Acer washingtonense Temporal range: Ypresian PreꞒ Ꞓ O S D C P T J K Pg N

Scientific classification
- Kingdom: Plantae
- Clade: Tracheophytes
- Clade: Angiosperms
- Clade: Eudicots
- Clade: Rosids
- Order: Sapindales
- Family: Sapindaceae
- Genus: Acer
- Section: †Acer sect. Torada
- Species: †A. washingtonense
- Binomial name: †Acer washingtonense Wolfe & Tanai, 1987

= Acer washingtonense =

- Genus: Acer
- Species: washingtonense
- Authority: Wolfe & Tanai, 1987

Extinct species of maple

Acer washingtonense is an extinct maple species in the family Sapindaceae described from one fossil leaf and four fossil samaras. The species is solely known from the Early Eocene sediments exposed in northeast Washington state, United States. It is one of three species belonging to the extinct section Torada.

==History and classification==
Acer washingtonense was described from a lone leaf specimen and four complete fruit specimens which were recovered from three different locations. The lone leaf and two of the samara's were found in an outcrop of shale on Knob Hill north of Republic, Washington identified as Burke Museum of Natural History and Culture location UWBM B2737. The third samara fossil is from the Burke Museum location UWBM A0307 located within the town of Republic itself and the last samara was recovered from Resner Canyon, National Museum of Natural History location USNM 11018. Both UWBM B2737 and UWBM A0307 are in the Republic Graben while USNM 11018 is in the Toroda Creek Graben. Each of the sites are considered outcroppings of early Eocene, Ypresian, shale belonging to the Klondike Mountain Formation. The Klondike Mountain Formation, along with site of the same age in British Columbia preserve upland temperate floras which were first interpreted as being Microthermal, however further study has shown them to be more mesothermal in nature. The plant community preserved in the Klondike Mountain formation is a mixed conifer-broad leaf forest with large pollen elements of birch and golden larch, but also having notable traces of fir, spruce, cypress, and palm.

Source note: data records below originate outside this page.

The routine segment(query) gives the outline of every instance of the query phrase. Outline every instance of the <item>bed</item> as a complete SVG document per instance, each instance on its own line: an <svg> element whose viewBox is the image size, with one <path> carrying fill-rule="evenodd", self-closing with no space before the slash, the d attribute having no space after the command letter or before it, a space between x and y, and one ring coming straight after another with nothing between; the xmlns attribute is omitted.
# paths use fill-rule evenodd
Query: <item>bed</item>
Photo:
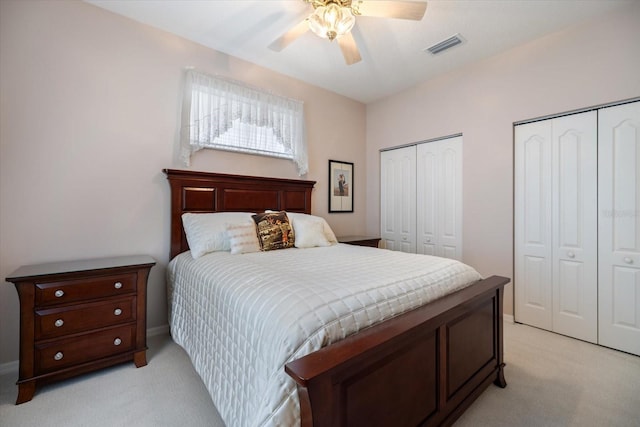
<svg viewBox="0 0 640 427"><path fill-rule="evenodd" d="M509 279L482 279L463 264L434 258L428 268L438 272L443 288L427 292L412 287L412 278L425 272L407 254L345 244L242 256L216 252L194 260L186 253L190 248L181 219L184 213L271 209L310 214L315 183L164 172L171 187L171 333L189 354L229 427L450 425L492 382L506 386L502 298ZM325 259L335 263L331 257L336 254L348 261L323 267ZM375 291L356 286L353 293L343 295L343 283L382 283L386 273L376 266L389 256L397 257L393 262L402 266L402 274L394 275L409 280L390 277ZM292 274L279 273L292 264L296 266ZM340 273L331 275L330 270ZM229 279L234 284L219 289L220 278L227 280L235 271L249 274ZM260 282L255 281L258 276ZM319 280L322 276L336 283L325 285ZM454 277L464 277L466 283L456 285ZM447 284L454 288L445 290ZM257 294L256 289L262 288L275 293L274 299ZM379 303L369 301L383 294L395 295L402 307L382 297ZM312 297L327 303L319 314L306 316ZM356 310L342 312L342 306ZM259 308L263 321L249 320L251 307ZM373 312L382 313L381 320L373 318ZM317 328L316 318L333 315L340 320L329 320L325 329L335 334ZM202 320L206 318L222 318L229 324L220 326L215 320L212 325ZM299 318L302 326L295 326L293 334L297 341L289 342L289 332L285 334L280 325L299 325L294 323ZM234 334L242 340L229 344L226 336ZM255 336L266 337L266 342L254 341Z"/></svg>

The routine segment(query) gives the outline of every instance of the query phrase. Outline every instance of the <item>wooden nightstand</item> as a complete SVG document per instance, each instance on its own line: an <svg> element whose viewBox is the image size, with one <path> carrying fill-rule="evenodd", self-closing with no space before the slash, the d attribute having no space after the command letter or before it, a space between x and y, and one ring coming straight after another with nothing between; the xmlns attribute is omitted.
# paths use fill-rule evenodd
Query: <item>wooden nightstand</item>
<svg viewBox="0 0 640 427"><path fill-rule="evenodd" d="M20 297L16 405L36 385L133 360L147 364L148 256L23 266L7 277Z"/></svg>
<svg viewBox="0 0 640 427"><path fill-rule="evenodd" d="M349 245L357 245L357 246L370 246L372 248L378 247L378 242L380 242L380 237L371 237L371 236L342 236L338 237L338 242L347 243Z"/></svg>

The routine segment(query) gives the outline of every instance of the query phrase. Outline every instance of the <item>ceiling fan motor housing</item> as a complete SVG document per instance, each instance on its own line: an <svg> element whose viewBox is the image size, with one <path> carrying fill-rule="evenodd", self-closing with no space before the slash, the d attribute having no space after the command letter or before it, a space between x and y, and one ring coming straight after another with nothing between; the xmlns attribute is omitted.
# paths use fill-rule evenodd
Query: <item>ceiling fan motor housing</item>
<svg viewBox="0 0 640 427"><path fill-rule="evenodd" d="M1 0L0 0L1 1ZM338 41L347 65L362 60L351 34L356 16L396 18L419 21L427 9L427 2L403 0L303 0L313 7L313 13L274 40L269 48L280 52L302 34L311 30L316 35Z"/></svg>
<svg viewBox="0 0 640 427"><path fill-rule="evenodd" d="M314 12L307 21L309 28L320 37L333 40L353 28L356 18L351 8L351 0L314 1Z"/></svg>

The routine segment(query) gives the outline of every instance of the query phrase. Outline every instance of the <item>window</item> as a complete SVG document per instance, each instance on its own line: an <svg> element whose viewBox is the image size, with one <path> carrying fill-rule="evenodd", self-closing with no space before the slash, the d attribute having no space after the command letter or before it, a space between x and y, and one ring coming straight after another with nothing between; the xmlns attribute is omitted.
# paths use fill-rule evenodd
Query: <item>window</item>
<svg viewBox="0 0 640 427"><path fill-rule="evenodd" d="M181 157L203 148L293 160L308 170L301 101L187 70L182 106Z"/></svg>

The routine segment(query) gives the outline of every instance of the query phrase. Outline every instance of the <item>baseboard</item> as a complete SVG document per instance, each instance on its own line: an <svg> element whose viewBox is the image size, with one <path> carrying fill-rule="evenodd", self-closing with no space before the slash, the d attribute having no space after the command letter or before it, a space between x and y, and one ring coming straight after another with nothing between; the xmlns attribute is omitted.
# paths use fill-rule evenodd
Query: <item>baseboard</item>
<svg viewBox="0 0 640 427"><path fill-rule="evenodd" d="M502 319L503 319L505 322L515 323L515 320L513 319L513 315L512 315L512 314L503 314L503 315L502 315Z"/></svg>
<svg viewBox="0 0 640 427"><path fill-rule="evenodd" d="M169 325L156 326L155 328L147 329L147 337L155 337L157 335L168 335ZM0 375L17 374L20 363L17 360L11 362L0 363Z"/></svg>
<svg viewBox="0 0 640 427"><path fill-rule="evenodd" d="M20 364L17 360L12 360L11 362L7 363L0 363L0 375L17 374L19 366Z"/></svg>
<svg viewBox="0 0 640 427"><path fill-rule="evenodd" d="M168 335L169 325L156 326L155 328L147 329L147 337L155 337L156 335Z"/></svg>

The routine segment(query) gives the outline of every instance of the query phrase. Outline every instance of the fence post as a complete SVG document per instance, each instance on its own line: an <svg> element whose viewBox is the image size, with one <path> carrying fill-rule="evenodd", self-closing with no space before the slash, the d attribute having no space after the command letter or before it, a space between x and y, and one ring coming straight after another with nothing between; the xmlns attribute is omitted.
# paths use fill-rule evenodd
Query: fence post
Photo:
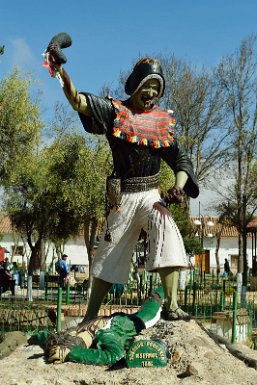
<svg viewBox="0 0 257 385"><path fill-rule="evenodd" d="M143 274L140 274L140 281L139 281L139 298L138 298L138 305L141 304L142 301L142 290L143 290Z"/></svg>
<svg viewBox="0 0 257 385"><path fill-rule="evenodd" d="M252 339L254 302L250 302L250 303L249 303L249 306L247 307L247 311L248 311L248 316L249 316L249 322L248 322L248 337L249 337L249 339Z"/></svg>
<svg viewBox="0 0 257 385"><path fill-rule="evenodd" d="M196 282L194 281L194 283L193 283L193 309L192 309L192 313L193 313L193 315L195 315L196 314L196 312L195 312L195 297L196 297Z"/></svg>
<svg viewBox="0 0 257 385"><path fill-rule="evenodd" d="M187 286L185 287L185 298L184 298L184 306L187 311Z"/></svg>
<svg viewBox="0 0 257 385"><path fill-rule="evenodd" d="M194 270L193 270L193 284L194 284L194 282L195 282L195 278L196 278L196 270L194 269Z"/></svg>
<svg viewBox="0 0 257 385"><path fill-rule="evenodd" d="M190 270L190 278L189 278L189 287L192 287L192 281L193 281L193 271Z"/></svg>
<svg viewBox="0 0 257 385"><path fill-rule="evenodd" d="M232 323L232 344L236 341L236 313L237 313L237 291L233 293L233 323Z"/></svg>
<svg viewBox="0 0 257 385"><path fill-rule="evenodd" d="M59 332L62 328L62 288L58 287L58 299L57 299L57 325L56 329Z"/></svg>
<svg viewBox="0 0 257 385"><path fill-rule="evenodd" d="M45 301L48 300L48 274L45 275Z"/></svg>
<svg viewBox="0 0 257 385"><path fill-rule="evenodd" d="M226 291L226 280L223 279L223 282L222 282L222 283L223 283L223 289L222 289L222 290L223 290L224 293L225 293L225 291Z"/></svg>
<svg viewBox="0 0 257 385"><path fill-rule="evenodd" d="M149 292L152 293L153 291L153 273L150 274L150 287Z"/></svg>
<svg viewBox="0 0 257 385"><path fill-rule="evenodd" d="M220 292L220 310L224 311L225 309L225 293L224 291Z"/></svg>
<svg viewBox="0 0 257 385"><path fill-rule="evenodd" d="M70 281L66 284L66 305L70 304Z"/></svg>
<svg viewBox="0 0 257 385"><path fill-rule="evenodd" d="M45 301L48 300L48 287L47 284L45 285Z"/></svg>

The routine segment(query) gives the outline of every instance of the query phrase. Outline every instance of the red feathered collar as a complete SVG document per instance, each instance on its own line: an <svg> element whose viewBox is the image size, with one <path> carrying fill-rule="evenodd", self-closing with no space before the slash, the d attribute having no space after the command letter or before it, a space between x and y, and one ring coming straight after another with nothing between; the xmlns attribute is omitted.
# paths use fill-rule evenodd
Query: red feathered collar
<svg viewBox="0 0 257 385"><path fill-rule="evenodd" d="M171 112L154 106L141 111L112 99L116 112L113 135L147 147L169 147L174 143L175 119Z"/></svg>

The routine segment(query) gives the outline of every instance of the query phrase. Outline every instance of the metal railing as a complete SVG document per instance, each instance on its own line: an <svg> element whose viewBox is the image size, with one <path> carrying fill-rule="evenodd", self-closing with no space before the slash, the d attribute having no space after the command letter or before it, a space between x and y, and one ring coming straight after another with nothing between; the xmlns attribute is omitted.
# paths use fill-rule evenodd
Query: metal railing
<svg viewBox="0 0 257 385"><path fill-rule="evenodd" d="M10 328L22 328L29 330L30 328L49 327L47 322L40 321L38 312L46 312L46 308L50 305L57 305L58 287L56 285L49 286L49 280L46 280L44 290L39 289L39 286L33 289L33 303L26 302L26 287L17 288L15 296L3 294L0 300L0 312L13 312L17 318L10 326L5 318L0 318L0 329L2 331L10 330ZM52 282L53 283L53 282ZM112 290L108 293L103 303L104 306L119 306L119 307L135 307L140 306L148 295L157 287L161 285L157 273L145 273L141 271L136 276L131 277L126 285L113 285ZM87 305L87 285L85 282L71 286L67 285L66 290L62 292L61 302L65 305ZM244 308L249 316L248 330L251 334L252 329L256 327L256 309L254 303L256 302L257 291L254 286L251 287L249 281L247 290L247 301L242 303L237 292L237 283L234 279L203 275L202 277L197 272L192 271L189 279L185 282L184 287L179 287L178 299L180 306L189 313L193 318L200 319L203 322L212 323L215 313L224 313L224 317L230 317L233 322L232 342L235 341L235 325L238 309ZM59 298L60 300L60 298ZM37 311L36 311L37 309ZM20 318L19 318L20 310ZM30 322L29 317L26 320L24 310L27 310L32 317L33 322ZM40 314L41 314L40 313ZM34 317L34 318L33 318ZM43 315L41 314L41 318ZM37 318L40 322L37 322ZM9 326L8 326L9 325ZM24 326L25 325L25 326ZM50 325L51 326L51 325ZM17 330L17 329L16 329ZM250 338L250 335L249 335Z"/></svg>

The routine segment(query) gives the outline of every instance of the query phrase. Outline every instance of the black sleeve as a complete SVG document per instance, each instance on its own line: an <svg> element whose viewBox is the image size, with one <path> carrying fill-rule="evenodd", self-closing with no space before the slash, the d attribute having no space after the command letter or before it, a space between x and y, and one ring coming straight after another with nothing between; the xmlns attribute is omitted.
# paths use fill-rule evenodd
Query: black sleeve
<svg viewBox="0 0 257 385"><path fill-rule="evenodd" d="M193 164L186 153L179 147L176 139L172 147L162 150L161 157L172 168L175 174L178 171L185 171L188 174L189 178L185 184L184 191L189 197L197 198L199 195L199 186Z"/></svg>
<svg viewBox="0 0 257 385"><path fill-rule="evenodd" d="M111 101L108 98L101 98L93 94L83 93L87 96L93 116L86 116L79 113L84 129L91 134L106 134L113 126L115 116Z"/></svg>

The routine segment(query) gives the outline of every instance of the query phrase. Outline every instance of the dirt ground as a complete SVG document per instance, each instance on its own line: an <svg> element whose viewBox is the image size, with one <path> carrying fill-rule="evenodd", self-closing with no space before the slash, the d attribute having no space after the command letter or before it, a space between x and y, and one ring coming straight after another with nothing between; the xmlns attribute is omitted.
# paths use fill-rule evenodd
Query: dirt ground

The species was described from a group of specimens, the holotype, number "UWBM 56253 A,B" and the paratypes "UWBM 56255", "UWBM 71135 A,B" and "UWBM 54308" are currently preserved in the paleobotanical collections housed at the Burke Museum, part of the University of Washington in Seattle while the paratype, "USNM 396011", is in the paleobotanical collections of the National Museum of Natural History, part of the Smithsonian Institution in Washington, D.C. The specimens were studied by paleobotanists Jack A. Wolfe of the United States Geological Survey, Denver office and Toshimasa Tanai of Hokkaido University. Wolfe and Tanai published their 1987 type description for A. toradense in the Journal of the Faculty of Science, Hokkaido University. The etymology of the chosen specific name washingtonense is in recognition of the type locality in Northeastern Washington State. A. washingtonense is one of three species assigned to the extinct section Torada and is designated the type species for the section. The three members of the section A. stonebergae, A. toradense, and A. washingtonense were known only from the Republic and Princeton fossil localities when first described. Of the three species, both A. stonebergae and A. toradense are only known from the samara fossils, and only A. washingtonense has been described from both leaves and samaras. The three are among a number of Acer species described from the Republic and Princeton sites by Wolfe and Tanai.

==Description==
Leaves of Acer washingtonense are simple in structure and with perfectly actinodromous vein structure and a generally wide elliptic shape. The leaves are shallowly three-lobed, with five primary veins and is 5.0 cm wide by an estimated 7.5 cm long in overall dimension. A. washingtonense has a simple structure to the teeth that is similar to the Alaskan fossil species A. alaskense and A. douglasense and the modern species A. spicatum. The samaras have distinct bifurcating ridges on the nutlet which are unique to section Torada. The overall shape of the samara is ovoid with an average length of up to 2.6 cm and a wing width of 0.7 cm. The paired samaras for A. washingtonense have a 45° attachment angle and the attachment scar on the nutlet is 0.4 cm. While very similar in morphology to A. toradense, the two possibly related species can be separated by the coarse reticulum of veins which is found on A. toradense and not A. washingtonense. The samaras of A. stonebergae are distinguishable from both A. toradense and A.washingtonense by their notably larger overall size.